Şam, Halep, Lazkiye, Hama ve Humus ile rekâbet edemeyen Antakya, gerilemeye başladı. Osmanlı Sultanı Yavuz Sultan Selim Han, 1516’da Mercidâbık Zaferi ile Suriye ve Hatay’ı Osmanlı Devletine kattı. On yedinci asırda Antakya 5 sancaklı Trablusşam eyâletine (beylerbeyliğine) bağlı bir kazâ merkeziydi. Yirminci asır başlarında ise 3 sancaklı Halep vilâyetinin (eyâletinin) merkez sancağına bağlı 14 kazâdan biriydi. Bu kazâlardan biri de İskenderun’du. Birinci Dünyâ Harbinin sonunda Ekim 1918 sonlarında Antakya’yı İngilizler işgâl ettiler ve bir sene sonra Fransızlara devrettiler. 20 Ekim 1921’de Ankara Antlaşması ile Fransızların iç bağımsızlık tanıdıkları İskenderun sancağında çoğunluk Türklerdeydi.
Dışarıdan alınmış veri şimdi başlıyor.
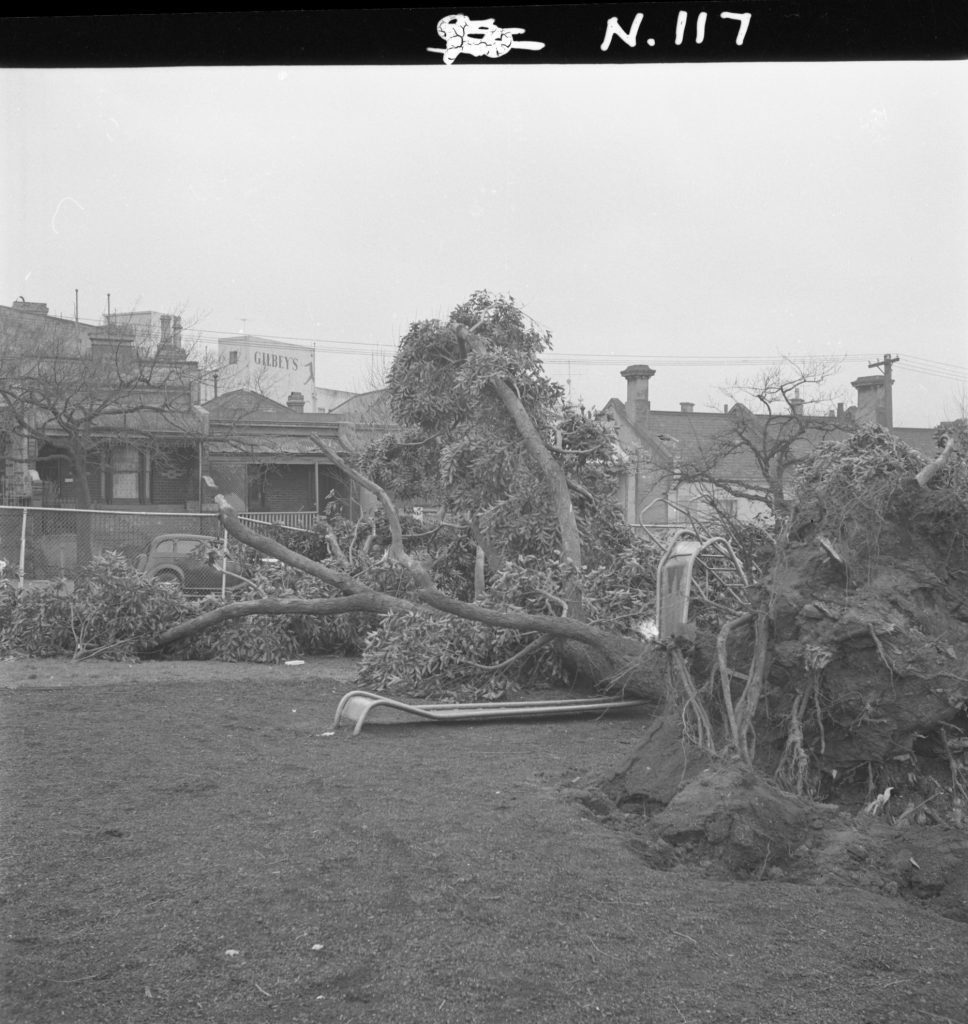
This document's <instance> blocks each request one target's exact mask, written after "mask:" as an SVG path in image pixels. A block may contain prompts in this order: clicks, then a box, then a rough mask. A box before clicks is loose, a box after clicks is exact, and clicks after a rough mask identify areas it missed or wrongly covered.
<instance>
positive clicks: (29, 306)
mask: <svg viewBox="0 0 968 1024" xmlns="http://www.w3.org/2000/svg"><path fill="white" fill-rule="evenodd" d="M13 308H14V309H16V310H17V311H18V312H22V313H37V314H38V315H40V316H46V315H47V303H46V302H28V301H27V299H25V298H19V299H14V300H13Z"/></svg>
Buna rağmen Fransa iki kardeş ve komşu ülke olan Türkiye ile Suriye’nin arasına fitne tohumu ekmek için, Misâk-ı Millî sınırları içinde olan Hatay’ı (İskenderun sancağını) Lozan’da geri vermedi. Fransızlar, 1925 Martında İskenderun sancağının idâresini diğer Sûriye illerinden ayırdılar. Türkçe, Arapça ve Fransızcayı resmî dil kabul ettiler. 1937’de bağımsız Hatay Cumhûriyeti kuruldu. 23 Haziran 1939’da Türkiye-Fransa arasında yapılan Ankara Antlaşması ile Hatay’ın Türkiye’ye katılması kesinleşti. 23 Temmuz 1939’da Hatay, Türkiye’nin bir vilâyeti oldu.